Cybersecurity
Nemetschek verbietet das Betreten der digitalen Baustelle
Die Bauwirtschaft digitalisiert sich, doch Sicherheitsarchitekturen hinken oft hinterher. Nur eine ganzheitliche Strategie macht Unternehmen widerstandsfähig gegen Cyberangriffe.
Nemetschek zeigt, wie Cybersecurity systematisch umgesetzt werden kann: Ransomware, Schadsoftware, die Daten verschlüsselt und Lösegeld fordert, hat längst die Bauindustrie erreicht. Am 17. März 2023 legte der Angriff von Black Basta auf die Baugruppe Matthäi IT-Systeme lahm, nachdem neun Monate zuvor bereits Knauf betroffen war. Auch wenn beide Unternehmen das Lösegeld verweigerten, hinterließen die Angriffe Spuren: operativ, finanziell und reputativ. "IT-Sicherheit ist längst nicht mehr nur Sache der IT – sie ist auch eine Frage der Unternehmenskultur", betont Thomas Stocker, CISO bei Nemetschek Group.

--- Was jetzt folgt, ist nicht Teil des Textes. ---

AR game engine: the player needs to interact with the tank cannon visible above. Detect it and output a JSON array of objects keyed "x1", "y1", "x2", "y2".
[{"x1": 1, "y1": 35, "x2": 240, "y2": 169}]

Die Digitalisierung beschleunigt diese Risiken. Drohnen, IoT-Sensoren und Building Information Modeling (BIM) verbessern Projektsteuerung, schaffen aber zugleich Angriffsflächen, wenn Sicherheitsarchitekturen hinterherhinken. Häufig fehlen zentrale Richtlinien für Identity Management oder Incident Reporting, Netzwerke sind historisch gewachsen, Zugriffsrechte uneinheitlich, Software-Updates manuell. Fragmentierte Tools und ungesicherte cloudbasierte Plattformen erhöhen die Gefahr, dass kompromittierte Partner die IT-Integrität ganzer Projekte gefährden.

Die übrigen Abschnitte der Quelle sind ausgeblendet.